Originally publishedhttps://doi.org/10.1161/01.ATV.13.4.512Arteriosclerosis and Thrombosis: A Journal of Vascular Biology. 1993;13:512–516

    Elevated circulating homocyst(e)ine is a risk factor for occlusive vascular disease. We explored whether elevated plasma homocyst(e)ine is associated with increased plasma lipid hydroperoxides that might trigger vascular disease. We obtained plasma containing high levels of homocyst(e)ine from four patients with a homozygous deficiency of cystathionine beta-synthase activity and also from four heterozygotes with a deficiency of this enzyme after an oral methionine load. The mean plasma non-protein-bound homocyst(e)ine level in all subjects was more than 11-fold higher than the mean normal fasting value.
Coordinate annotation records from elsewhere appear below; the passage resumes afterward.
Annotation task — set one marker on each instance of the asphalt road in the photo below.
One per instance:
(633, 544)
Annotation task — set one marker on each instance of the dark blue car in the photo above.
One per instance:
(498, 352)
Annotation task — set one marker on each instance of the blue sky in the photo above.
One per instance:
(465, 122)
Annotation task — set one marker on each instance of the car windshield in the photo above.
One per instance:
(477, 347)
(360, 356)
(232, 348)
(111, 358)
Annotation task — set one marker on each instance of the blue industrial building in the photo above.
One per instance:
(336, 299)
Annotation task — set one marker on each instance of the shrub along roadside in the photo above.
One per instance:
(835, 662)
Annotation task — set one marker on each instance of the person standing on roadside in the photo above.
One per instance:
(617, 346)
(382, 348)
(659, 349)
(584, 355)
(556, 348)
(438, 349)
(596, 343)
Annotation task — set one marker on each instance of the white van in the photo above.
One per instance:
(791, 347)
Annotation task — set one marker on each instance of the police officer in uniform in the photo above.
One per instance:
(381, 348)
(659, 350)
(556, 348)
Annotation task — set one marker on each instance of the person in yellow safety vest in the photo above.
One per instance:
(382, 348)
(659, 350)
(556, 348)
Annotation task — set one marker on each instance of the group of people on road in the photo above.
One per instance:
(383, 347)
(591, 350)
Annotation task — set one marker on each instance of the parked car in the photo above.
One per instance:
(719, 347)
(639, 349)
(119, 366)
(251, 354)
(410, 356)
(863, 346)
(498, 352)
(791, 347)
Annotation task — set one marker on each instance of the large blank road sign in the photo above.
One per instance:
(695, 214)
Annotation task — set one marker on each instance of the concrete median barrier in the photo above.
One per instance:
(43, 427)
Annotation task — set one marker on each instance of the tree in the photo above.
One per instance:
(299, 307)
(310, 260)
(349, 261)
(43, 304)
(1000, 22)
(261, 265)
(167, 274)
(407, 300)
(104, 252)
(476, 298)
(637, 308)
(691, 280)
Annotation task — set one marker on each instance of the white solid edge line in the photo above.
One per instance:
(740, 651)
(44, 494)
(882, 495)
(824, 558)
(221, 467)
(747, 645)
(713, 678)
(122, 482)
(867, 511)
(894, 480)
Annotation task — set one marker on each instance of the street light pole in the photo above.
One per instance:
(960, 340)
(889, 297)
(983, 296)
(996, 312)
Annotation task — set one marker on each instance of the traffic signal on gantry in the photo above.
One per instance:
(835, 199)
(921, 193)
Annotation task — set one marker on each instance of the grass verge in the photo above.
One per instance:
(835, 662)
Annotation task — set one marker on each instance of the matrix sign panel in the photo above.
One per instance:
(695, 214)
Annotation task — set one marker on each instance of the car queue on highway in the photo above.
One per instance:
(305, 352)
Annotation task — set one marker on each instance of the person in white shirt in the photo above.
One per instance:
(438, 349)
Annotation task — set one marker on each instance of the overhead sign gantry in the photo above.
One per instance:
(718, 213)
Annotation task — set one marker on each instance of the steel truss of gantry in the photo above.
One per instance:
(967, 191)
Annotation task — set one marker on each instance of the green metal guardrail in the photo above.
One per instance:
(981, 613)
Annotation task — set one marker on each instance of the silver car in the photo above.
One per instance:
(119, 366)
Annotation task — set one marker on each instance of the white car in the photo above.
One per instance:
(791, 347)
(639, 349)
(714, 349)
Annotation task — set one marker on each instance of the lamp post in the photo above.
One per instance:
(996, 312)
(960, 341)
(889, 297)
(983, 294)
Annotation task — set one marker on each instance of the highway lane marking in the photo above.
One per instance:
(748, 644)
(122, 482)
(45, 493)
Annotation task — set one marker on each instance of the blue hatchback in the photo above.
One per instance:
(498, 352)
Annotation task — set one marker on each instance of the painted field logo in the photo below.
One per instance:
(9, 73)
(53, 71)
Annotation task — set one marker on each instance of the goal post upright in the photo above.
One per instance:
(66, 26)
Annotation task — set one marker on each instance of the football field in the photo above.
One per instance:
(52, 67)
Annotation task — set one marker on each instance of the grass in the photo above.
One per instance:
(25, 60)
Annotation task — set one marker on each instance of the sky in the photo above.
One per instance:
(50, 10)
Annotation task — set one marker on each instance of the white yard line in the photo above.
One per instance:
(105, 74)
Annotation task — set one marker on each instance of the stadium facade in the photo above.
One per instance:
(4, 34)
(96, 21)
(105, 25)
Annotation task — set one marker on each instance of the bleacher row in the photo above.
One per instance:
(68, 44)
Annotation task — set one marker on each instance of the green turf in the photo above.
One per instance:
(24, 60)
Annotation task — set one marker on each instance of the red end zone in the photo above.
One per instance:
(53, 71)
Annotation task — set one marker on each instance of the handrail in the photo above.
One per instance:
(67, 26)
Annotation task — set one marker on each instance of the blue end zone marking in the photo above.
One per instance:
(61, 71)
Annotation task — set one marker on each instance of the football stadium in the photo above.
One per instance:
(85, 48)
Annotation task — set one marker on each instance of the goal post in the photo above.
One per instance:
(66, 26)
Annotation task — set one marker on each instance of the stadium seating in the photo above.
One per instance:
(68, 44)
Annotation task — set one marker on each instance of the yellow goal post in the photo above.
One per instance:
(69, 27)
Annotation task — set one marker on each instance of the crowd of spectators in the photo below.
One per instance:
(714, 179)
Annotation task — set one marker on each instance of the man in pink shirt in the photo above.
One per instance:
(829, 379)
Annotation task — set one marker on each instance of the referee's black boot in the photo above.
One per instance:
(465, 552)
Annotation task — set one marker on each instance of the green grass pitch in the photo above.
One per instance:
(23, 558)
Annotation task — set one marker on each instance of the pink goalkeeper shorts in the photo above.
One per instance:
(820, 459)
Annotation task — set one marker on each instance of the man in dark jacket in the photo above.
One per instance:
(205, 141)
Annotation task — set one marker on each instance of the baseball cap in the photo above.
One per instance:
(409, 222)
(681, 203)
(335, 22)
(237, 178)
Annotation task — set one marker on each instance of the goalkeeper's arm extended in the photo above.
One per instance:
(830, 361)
Levels of high density lipoprotein (HDL) cholesteryl ester hydroperoxides (CEOOH), normalized against the concentration of free cholesterol in HDL, were not elevated in our subjects (mean +/- SD, 0.0091 +/- 0.0061) compared with values for 14 fasting healthy donors (0.0164 +/- 0.0086). An inverse dependency was observed between plasma total homocyst(e)ine and HDL CEOOH (r = -0.78, p = 0.023). Also, the ubiquinol-10/ubiquinone-10 ratio in HDL, which is expected to fall during oxidative stress, increased with plasma homocyst(e)ine. Since HDL contains the majority of detectable plasma lipid hydroperoxides, of which CEOOHs are the most abundant, our data suggest that an elevated plasma homocyst(e)ine level does not enhance oxidative stress, increase the levels of lipid hydroperoxides in plasma, or generate vascular damage by this mechanism.